An instalment loan is closed-end credit - you borrow a fixed amount and repay it fully over a set period. A credit card is revolving credit - you borrow repeatedly within an approved limit. Instalment loans are generally more suitable for large, one-time expenses, while credit cards work better for ongoing, variable spending.

How long does Hero FinCorp take to disburse an instalment loan?

For eligible applicants who complete KYC verification, loan approval is processed within 10 minutes. Disbursal to your bank account typically follows within 24 hours of final approval.

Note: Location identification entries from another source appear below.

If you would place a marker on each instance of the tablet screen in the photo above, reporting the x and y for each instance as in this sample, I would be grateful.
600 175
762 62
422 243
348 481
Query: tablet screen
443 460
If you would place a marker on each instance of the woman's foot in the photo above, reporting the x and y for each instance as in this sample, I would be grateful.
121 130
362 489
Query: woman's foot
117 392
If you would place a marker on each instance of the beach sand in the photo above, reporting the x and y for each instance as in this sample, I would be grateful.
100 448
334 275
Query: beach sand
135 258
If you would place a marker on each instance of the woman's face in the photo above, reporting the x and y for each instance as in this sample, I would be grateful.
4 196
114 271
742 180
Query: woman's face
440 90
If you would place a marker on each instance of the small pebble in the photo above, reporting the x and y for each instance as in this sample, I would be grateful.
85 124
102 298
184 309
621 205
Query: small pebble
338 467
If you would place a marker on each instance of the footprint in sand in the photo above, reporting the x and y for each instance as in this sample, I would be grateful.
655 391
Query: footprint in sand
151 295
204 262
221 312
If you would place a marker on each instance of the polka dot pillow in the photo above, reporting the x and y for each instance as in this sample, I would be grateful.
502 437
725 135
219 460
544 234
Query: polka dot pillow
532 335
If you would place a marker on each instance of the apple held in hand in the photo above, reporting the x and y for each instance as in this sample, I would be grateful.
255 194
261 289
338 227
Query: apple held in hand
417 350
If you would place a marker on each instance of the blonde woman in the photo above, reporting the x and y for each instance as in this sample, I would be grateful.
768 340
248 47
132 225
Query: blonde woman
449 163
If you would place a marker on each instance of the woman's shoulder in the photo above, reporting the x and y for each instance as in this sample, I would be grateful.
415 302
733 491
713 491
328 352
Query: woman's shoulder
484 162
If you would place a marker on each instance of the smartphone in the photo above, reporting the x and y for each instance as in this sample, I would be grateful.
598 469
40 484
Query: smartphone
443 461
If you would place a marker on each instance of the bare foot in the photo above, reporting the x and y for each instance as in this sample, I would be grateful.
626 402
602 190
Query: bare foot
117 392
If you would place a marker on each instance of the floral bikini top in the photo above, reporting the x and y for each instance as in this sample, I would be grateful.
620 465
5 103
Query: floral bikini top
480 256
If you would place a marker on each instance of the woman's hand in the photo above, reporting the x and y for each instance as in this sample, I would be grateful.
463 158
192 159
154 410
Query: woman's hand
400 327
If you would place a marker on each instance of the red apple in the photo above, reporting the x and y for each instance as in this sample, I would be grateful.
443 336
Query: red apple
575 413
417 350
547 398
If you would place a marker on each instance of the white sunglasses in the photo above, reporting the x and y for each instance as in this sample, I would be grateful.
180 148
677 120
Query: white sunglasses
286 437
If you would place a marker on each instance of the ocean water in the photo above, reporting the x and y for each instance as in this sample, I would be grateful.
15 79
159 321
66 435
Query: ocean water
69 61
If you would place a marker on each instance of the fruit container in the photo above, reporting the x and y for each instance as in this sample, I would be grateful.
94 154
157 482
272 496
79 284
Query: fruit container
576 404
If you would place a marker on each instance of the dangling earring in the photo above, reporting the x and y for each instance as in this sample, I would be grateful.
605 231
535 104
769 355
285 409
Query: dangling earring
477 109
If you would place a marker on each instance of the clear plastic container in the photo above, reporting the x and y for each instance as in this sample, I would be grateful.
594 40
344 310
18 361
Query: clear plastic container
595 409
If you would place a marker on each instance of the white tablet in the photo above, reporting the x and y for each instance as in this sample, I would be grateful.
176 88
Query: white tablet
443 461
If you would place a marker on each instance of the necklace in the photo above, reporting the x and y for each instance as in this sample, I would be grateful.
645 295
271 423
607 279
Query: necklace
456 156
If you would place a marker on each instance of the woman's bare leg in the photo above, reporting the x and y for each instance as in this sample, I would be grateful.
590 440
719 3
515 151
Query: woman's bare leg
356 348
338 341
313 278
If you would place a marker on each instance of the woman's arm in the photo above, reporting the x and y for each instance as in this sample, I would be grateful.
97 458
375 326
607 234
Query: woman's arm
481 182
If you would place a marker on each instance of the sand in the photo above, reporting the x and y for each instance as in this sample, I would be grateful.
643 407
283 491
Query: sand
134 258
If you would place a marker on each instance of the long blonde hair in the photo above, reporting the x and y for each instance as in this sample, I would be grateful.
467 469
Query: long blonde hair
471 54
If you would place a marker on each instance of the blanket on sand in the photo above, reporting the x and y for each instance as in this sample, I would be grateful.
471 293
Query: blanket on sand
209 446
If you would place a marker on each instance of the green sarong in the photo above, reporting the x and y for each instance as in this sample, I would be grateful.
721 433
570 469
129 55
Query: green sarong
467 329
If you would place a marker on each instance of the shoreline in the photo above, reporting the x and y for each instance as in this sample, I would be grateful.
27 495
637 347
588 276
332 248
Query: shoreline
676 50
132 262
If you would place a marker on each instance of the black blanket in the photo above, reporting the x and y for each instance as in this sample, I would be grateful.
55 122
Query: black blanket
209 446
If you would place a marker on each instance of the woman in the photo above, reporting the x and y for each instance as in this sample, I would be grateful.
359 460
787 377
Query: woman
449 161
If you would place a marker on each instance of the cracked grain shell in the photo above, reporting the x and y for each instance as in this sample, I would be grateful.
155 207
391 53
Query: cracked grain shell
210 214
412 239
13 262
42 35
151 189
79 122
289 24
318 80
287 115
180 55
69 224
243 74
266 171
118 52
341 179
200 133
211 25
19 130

Disclaimer: The information provided in this blog post is intended for informational purposes only. The content is based on research and opinions available at the time of writing. While we strive to ensure accuracy, we do not claim to be exhaustive or definitive. Readers are advised to independently verify any details mentioned here, such as specifications, features, and availability, before making any decisions. Hero FinCorp does not take responsibility for any discrepancies, inaccuracies, or changes that may occur after the publication of this blog. The choice to rely on the information presented herein is at the reader's discretion, and we recommend consulting official sources and experts for the most up-to-date and accurate information about the featured products.